Rehber: Yetişkinler ve Çocuklarda Şeker Tüketimi. Cenevre: Dünya Sağlık Örgütü; 2015.
Alas, Celiac! What will happen now?
The only cure for celiac disease is a gluten-free diet. Patients need to maintain strict gluten-free meals for life. People diagnosed with celiac disease as a result of clinical symptoms, serological tests, and small bowel histology should immediately start a gluten-free diet. He should stay away from the consumption of wheat, barley, rye and oat foods and beverages that should eliminate gluten from his life. Gluten-containing and iced tea such as white bread, whole wheat bread, bran bread and pasta, bulgur are not consumed in the gluten-free diet. It should be used with gluten-containing foods, which we call cross contamination, which do not contain gluten, but in this utility, attention should be paid to gluten contaminated contents.

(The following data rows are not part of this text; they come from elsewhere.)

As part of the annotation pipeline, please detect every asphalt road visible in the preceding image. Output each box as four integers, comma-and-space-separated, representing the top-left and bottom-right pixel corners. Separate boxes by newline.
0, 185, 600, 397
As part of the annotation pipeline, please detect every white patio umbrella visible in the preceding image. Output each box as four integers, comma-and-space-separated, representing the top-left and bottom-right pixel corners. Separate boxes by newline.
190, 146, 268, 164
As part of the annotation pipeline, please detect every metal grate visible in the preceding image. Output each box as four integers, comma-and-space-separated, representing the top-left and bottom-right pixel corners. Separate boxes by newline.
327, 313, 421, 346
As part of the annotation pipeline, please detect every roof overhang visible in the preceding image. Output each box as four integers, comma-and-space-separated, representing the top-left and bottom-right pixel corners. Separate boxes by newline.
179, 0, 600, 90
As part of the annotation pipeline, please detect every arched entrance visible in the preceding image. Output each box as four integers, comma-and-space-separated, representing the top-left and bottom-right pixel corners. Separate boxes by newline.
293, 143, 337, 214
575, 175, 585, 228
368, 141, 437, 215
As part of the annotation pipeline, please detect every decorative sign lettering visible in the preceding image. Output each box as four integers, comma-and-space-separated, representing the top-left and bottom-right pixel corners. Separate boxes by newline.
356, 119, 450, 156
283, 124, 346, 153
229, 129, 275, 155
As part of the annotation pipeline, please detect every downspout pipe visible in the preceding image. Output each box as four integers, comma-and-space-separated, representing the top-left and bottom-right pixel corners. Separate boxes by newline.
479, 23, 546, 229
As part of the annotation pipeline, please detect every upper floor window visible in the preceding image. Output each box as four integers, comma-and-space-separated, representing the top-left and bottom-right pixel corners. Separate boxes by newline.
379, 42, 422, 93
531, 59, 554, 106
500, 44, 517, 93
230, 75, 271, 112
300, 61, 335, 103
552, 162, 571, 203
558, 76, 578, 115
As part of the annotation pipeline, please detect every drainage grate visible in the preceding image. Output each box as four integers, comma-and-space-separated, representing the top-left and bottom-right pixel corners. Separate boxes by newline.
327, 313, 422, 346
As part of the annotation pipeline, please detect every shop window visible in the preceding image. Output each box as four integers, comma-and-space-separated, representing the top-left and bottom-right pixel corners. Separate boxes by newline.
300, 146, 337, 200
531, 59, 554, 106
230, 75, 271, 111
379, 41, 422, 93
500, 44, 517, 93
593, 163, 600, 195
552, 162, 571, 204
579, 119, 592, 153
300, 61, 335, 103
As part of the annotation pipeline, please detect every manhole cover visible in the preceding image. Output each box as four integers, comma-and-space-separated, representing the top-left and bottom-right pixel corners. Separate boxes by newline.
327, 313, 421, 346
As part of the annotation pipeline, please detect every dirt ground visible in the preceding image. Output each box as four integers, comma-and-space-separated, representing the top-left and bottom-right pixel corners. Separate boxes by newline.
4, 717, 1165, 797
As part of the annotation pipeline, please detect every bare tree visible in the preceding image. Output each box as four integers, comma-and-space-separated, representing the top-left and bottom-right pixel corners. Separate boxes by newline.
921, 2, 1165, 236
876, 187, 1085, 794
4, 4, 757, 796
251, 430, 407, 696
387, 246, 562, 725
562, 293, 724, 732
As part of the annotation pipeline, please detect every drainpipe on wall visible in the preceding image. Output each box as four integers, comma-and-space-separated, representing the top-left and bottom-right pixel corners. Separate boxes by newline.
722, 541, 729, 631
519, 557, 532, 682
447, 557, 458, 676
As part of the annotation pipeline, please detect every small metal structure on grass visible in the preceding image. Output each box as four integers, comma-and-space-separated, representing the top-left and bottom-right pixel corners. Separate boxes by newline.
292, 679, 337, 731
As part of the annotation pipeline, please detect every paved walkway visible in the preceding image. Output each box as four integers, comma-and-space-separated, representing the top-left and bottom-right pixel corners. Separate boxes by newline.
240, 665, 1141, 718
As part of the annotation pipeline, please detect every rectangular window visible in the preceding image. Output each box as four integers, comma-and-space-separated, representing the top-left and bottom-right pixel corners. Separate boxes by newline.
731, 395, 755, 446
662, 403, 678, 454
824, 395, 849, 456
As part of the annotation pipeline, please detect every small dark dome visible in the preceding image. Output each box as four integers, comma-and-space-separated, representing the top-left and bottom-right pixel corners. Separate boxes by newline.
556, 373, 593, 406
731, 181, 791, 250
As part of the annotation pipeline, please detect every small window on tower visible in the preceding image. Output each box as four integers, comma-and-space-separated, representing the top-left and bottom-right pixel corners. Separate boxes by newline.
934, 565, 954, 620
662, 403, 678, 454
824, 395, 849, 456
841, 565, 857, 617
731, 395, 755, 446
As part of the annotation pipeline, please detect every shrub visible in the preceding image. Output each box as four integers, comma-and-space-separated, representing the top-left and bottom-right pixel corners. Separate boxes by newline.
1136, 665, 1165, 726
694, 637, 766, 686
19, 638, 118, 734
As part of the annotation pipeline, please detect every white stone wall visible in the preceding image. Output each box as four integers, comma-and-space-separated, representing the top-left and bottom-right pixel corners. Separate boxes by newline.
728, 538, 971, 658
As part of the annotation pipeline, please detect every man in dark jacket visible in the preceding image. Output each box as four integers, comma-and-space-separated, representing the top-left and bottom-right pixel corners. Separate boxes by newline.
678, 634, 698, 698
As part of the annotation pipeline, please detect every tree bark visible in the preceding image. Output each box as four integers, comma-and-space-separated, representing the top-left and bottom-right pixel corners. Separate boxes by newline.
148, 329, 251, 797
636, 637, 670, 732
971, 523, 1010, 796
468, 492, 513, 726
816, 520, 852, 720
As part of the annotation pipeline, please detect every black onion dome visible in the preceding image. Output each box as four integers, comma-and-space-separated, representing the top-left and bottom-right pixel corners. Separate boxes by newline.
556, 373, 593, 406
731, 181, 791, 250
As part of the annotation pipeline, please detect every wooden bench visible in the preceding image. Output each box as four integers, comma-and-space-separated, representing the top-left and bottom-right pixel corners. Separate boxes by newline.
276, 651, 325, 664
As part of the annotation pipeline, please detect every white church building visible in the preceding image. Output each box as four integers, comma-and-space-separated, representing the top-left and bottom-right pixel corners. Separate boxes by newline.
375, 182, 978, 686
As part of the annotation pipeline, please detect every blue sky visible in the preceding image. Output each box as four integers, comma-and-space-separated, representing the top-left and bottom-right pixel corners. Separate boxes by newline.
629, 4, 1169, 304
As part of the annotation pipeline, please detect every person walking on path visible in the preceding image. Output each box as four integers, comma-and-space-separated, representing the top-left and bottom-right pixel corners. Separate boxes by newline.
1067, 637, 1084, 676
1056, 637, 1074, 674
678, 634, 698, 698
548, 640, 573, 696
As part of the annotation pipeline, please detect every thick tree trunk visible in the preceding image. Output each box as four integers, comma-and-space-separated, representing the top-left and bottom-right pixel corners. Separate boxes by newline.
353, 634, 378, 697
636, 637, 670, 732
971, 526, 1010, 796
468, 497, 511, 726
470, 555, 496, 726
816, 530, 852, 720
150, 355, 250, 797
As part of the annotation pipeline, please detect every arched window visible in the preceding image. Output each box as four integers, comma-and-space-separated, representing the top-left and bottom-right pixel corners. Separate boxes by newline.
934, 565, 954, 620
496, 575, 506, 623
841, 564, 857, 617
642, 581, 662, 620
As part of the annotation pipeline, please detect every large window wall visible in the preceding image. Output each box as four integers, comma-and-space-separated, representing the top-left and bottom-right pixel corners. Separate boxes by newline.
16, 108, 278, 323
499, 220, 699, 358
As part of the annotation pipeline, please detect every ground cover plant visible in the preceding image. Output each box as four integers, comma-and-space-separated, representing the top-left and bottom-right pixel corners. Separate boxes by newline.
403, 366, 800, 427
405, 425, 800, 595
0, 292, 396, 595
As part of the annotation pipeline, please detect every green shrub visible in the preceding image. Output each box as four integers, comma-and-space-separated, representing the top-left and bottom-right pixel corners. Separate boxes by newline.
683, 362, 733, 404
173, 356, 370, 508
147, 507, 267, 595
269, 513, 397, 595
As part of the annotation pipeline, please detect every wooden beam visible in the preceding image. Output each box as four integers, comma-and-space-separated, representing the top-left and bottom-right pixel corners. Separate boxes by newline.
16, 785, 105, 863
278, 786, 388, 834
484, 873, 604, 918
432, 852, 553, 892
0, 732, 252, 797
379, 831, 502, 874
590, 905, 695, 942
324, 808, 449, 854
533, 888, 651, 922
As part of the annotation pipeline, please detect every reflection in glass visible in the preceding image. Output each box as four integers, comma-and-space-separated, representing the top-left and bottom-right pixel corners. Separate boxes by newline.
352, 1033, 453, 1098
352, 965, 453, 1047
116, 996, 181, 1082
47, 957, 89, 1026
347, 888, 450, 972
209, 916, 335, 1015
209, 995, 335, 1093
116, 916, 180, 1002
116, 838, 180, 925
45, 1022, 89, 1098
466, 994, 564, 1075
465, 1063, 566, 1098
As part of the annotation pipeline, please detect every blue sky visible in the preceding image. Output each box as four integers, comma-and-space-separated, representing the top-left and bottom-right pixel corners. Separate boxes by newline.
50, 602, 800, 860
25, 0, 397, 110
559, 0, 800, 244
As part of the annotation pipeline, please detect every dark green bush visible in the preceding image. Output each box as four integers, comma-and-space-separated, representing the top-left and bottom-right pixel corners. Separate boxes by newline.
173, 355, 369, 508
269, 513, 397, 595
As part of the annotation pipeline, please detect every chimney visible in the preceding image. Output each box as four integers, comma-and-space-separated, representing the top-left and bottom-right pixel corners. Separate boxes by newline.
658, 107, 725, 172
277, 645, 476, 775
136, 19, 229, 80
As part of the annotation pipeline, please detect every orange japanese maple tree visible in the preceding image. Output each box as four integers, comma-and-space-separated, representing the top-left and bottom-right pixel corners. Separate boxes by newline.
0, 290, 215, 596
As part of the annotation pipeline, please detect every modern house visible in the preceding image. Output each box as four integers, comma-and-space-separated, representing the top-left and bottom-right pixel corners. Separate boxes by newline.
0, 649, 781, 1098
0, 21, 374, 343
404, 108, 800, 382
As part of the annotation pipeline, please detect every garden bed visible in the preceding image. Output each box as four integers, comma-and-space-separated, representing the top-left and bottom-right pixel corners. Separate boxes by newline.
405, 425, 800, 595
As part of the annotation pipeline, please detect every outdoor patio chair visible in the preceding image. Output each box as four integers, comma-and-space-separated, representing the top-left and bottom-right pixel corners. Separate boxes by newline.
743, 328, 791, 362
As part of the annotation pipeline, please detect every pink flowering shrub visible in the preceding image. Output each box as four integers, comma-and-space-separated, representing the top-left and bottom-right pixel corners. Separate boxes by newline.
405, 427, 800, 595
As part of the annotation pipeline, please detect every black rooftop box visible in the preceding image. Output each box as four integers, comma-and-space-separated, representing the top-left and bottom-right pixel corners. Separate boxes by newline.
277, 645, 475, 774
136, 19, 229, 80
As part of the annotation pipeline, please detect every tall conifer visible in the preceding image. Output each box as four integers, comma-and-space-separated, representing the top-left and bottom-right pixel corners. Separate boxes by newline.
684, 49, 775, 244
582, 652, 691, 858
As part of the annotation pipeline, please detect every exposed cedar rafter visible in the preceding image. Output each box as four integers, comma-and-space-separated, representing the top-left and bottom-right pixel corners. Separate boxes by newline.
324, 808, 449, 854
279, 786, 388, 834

Serological, hematological and biochemical tests (complete blood count, iron profiles, thyroid tests, calcium, magnesium, zinc, B12, folic acid and vitamin D) density and dietary compliance should be monitored. It is also important in follow-up in children.
Transglutaminase needs to be measured in a certain way to observe the effect of gluten-free treatment. If there are serological findings that do not improve at the end of a year, it should be considered that there is contamination in the diet. Serological tests are considered as a symptom of reaching normal levels, and it is known that the fastest serological tests in celiac disease reach their normal values in the 6th month and the slowest at the end of the 1st year.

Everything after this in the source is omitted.